For the first time, the silence of the forge didn't feel empty.

It felt like listening to an old friend breathe again.

Karl slowly got to his feet, wiping his face with the back of his sleeve, still smiling faintly. "You waited for me to come back. The least I can do is give you a proper home."

He stepped back, taking in Erevos's full figure — from the rough plating to the faint light flickering within its chest cavity. The sight filled him with something indescribable — pride, grief, and peace, all tangled together in the quiet hum of creation.

Karl exhaled slowly. "You're more than a weapon. You're my partner… my proof that I can still create something that isn't born from hate."

The words echoed softly through the chamber, swallowed by the endless forge.

He looked up again, a tender smile breaking across his face. "Guess that makes us the same, huh? Both broken things that refused to stay that way."

He reached forward once more, pressing his hand against the chest plating — right over where Erevos's heart would go. The faint glow of Vythra pulsed beneath his fingers.

"…I'm gonna give you a heart next," he whispered. "Something that can feel the world the way I do.
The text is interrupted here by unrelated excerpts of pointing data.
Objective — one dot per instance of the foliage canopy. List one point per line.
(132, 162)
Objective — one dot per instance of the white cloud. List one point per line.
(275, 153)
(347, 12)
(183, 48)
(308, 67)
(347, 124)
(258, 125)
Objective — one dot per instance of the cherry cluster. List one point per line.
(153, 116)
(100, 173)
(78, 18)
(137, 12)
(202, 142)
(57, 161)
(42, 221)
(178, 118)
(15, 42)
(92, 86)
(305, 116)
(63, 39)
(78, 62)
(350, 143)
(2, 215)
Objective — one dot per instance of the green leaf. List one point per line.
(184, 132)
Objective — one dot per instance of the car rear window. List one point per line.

Something that'll make you more than just steel and code."

He looked up at the towering frame, eyes full of warmth and reverence.

"Welcome back, Erevos."

A single spark of blue light shimmered across the mech's chest in reply — faint, but unmistakable.

Like a nod.

Like an old friend saying, 'Took you long enough.'

Karl laughed softly, shoulders trembling. "Yeah, I missed you too."

The forge's flames roared to life again, bathing the chamber in radiant cobalt light — as if the world itself rejoiced in their reunion.

Karl turned toward the torso — the empty cavity that would soon house the cockpit, the soul chamber.

He exhaled slowly, steadying his hands. "Alright, partner… let's finish what we started."

And as he turned back to the workbench — the nanites stirred, the forge flared brighter, and the walls of the Nexus responded in kind, rippling with faint light as if sharing in his vow.

For the first time in years, Karl didn't feel alone in the world.

He felt seen.

And for the first time in two centuries, Kurogane Karl smiled without sorrow — ready to carve the heart that would bring Erevos truly alive.